Il SULPM di Parma non accetta gli attacchi degli altri Sindacati di categoria effettuati a mezzo stampa su Repubblica.it dove veniamo definiti un “Sindacato amico e di comodo” dell’ Assessore alla Sicurezza Dott. Fabio Fecci! Di seguito la risposta che, seppur postata ben tre volte come risposta sul sito Repubblica.it, non è mai stata pubblicata mentre l’attacco dei 3 Sindacati di categoria continua ad essere on line. Questo Sindcato, che rivendica il Diritto di difendersi dagli attacchi, continuerà a fare informazione Sindacale in modo trasparente e deciso!:
“La scrivente Segreteria Territoriale SULPM precisa quanto segue:
l’incontro richiesto all’amministrazione e precisamente al Sig. Sindaco , al Sig. Assessore alla Sicurezza e al Direttore del Personale aveva come tema il comunicato stampa apparso la settimana scorsa sui media nazionali avente ad oggetto “Assenteismo e anomalie nella Municipale”, tema che è stato dibattuto in sede di incontro e dove si è voluto specificare non solo alcune inesattezze del suddetto comunicato relative alla natura e alle possibilità ricorsuali dei menzionati provvedimenti disciplinari alcuni dei quali risultano tuttora aperti, ma anche l’utilizzo di un termine improprio, “assenteismo”, che ha dato la possibilità a diverse testate anche a valenza nazionale di interpretare in modo distorto il messaggio contenuto.
Lo scrivente Sindacato è un Sindacato autonomo della PM che ha ritenuto doveroso fare quello che gli altri ritengono superfluo: difendere la categoria!
Non basta uscire una settimana dopo il SULPM con un comunicato speculare per ritenersi a posto con la coscienza.
L’apertura del Sindacato verso il terzo turno avviene in ambito informale e dopo rassicurazioni sul recepimento dell’amministrazione delle richieste inoltrate formalmente dal Sindacato dopo aver sentito i suoi iscritti.
Correttezza è seguire le procedure, avere rispetto dei diritti dei lavoratori e avere la massima trasparenza.
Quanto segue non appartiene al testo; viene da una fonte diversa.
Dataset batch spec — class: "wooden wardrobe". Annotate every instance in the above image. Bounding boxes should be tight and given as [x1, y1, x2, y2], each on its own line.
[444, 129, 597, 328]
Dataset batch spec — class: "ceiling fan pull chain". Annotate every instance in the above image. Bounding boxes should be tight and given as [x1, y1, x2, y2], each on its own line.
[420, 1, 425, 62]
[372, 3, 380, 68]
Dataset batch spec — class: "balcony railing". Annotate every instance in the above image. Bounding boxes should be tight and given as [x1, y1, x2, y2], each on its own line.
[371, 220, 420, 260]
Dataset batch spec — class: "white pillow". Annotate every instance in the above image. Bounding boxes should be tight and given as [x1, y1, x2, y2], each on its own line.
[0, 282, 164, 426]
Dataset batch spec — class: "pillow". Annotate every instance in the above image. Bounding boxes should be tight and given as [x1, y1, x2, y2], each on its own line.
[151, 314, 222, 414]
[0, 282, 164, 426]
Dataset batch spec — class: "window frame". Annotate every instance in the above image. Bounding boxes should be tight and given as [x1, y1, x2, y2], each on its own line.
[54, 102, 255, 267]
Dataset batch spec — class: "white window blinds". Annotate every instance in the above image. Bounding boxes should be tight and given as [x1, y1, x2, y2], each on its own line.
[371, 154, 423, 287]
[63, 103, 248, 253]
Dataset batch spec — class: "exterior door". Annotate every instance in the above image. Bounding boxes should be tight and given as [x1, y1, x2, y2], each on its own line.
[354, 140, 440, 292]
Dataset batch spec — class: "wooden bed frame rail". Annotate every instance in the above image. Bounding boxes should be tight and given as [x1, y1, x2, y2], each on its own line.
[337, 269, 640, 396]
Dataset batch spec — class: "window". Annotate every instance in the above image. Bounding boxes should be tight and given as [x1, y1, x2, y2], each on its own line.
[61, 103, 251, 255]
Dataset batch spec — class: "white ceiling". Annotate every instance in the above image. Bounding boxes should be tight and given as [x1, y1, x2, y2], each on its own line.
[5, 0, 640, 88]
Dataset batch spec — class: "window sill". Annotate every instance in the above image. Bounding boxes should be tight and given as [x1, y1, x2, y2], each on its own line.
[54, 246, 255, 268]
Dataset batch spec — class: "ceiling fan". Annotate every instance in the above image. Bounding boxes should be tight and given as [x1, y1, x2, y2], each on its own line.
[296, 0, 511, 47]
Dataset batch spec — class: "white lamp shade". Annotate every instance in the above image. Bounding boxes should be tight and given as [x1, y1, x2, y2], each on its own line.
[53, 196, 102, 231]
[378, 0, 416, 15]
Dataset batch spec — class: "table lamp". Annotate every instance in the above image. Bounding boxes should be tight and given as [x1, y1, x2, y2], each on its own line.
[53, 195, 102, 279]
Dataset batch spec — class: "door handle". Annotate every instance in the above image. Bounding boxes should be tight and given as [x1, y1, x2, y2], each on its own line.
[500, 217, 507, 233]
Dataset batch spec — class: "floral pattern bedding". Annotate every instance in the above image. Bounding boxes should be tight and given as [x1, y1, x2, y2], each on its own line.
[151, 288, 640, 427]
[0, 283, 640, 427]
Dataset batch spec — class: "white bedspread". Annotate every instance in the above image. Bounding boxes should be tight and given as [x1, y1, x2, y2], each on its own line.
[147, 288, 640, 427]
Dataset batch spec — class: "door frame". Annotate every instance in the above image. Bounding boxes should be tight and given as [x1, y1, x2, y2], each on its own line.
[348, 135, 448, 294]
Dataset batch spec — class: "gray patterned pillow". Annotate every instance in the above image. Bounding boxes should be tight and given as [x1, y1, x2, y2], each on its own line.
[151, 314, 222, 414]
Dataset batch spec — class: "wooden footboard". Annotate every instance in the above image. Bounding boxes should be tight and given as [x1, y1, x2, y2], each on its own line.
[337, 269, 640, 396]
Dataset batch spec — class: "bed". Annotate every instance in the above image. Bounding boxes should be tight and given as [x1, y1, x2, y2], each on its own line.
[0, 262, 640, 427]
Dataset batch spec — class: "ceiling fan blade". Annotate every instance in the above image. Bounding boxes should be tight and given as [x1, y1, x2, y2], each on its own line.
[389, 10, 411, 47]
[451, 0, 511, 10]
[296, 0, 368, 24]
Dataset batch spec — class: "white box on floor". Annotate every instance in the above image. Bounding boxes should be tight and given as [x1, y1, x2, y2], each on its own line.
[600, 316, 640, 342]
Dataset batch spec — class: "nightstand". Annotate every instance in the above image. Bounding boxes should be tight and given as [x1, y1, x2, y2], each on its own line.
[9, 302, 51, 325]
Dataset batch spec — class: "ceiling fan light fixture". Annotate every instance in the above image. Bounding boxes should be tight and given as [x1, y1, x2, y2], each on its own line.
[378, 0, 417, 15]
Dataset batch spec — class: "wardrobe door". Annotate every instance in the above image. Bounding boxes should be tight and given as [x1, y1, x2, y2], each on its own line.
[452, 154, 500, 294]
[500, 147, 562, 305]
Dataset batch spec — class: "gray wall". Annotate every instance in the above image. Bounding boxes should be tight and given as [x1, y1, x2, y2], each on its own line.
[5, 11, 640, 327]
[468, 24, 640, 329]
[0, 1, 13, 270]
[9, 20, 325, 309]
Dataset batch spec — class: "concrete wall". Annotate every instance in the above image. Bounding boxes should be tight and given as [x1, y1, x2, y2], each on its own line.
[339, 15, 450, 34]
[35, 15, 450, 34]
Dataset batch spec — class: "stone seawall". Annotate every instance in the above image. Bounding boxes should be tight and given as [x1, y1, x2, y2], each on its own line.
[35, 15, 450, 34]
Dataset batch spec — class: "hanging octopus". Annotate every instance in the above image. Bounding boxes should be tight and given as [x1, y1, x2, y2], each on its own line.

Ai 3 sindacati di categoria chiediamo: avete consultato la base prima di firmare un accordo che preleva dal fondo destinato alla produttività e reimpiega nella terza tranche delle progressioni orizzontali? Avete spiegato ai lavoratori che nella busta paga di Giugno riceveranno la produttività diminuita del 40% (mediamente 200 €) per consentire le progressioni 2010? Avete valutato le conseguente dell’utilizzo di graduatorie destinate al 2009 per gli scorrimenti del 2010? Avete comunque informato i lavoratori del Comune di Parma del motivo per cui non sono passati di livello o perché percepiranno meno in busta paga e in alcuni casi entrambe le cose (cornuti e mazziati)?
Noi del SULPM siamo disposti a sacrificare 200 € per consentire ai colleghi uno scorrimento che dovrebbe essere progressivo, globale e istituzionale ma dobbiamo essere noi a scegliere!
I nostri iscritti sono informati costantemente della attività del Sindacato. Chiudiamo dicendo che questo sindacato, altamente rappresentativo all’interno della PM, è un sindacato “amico e di comodo” solo per i suoi iscritti!”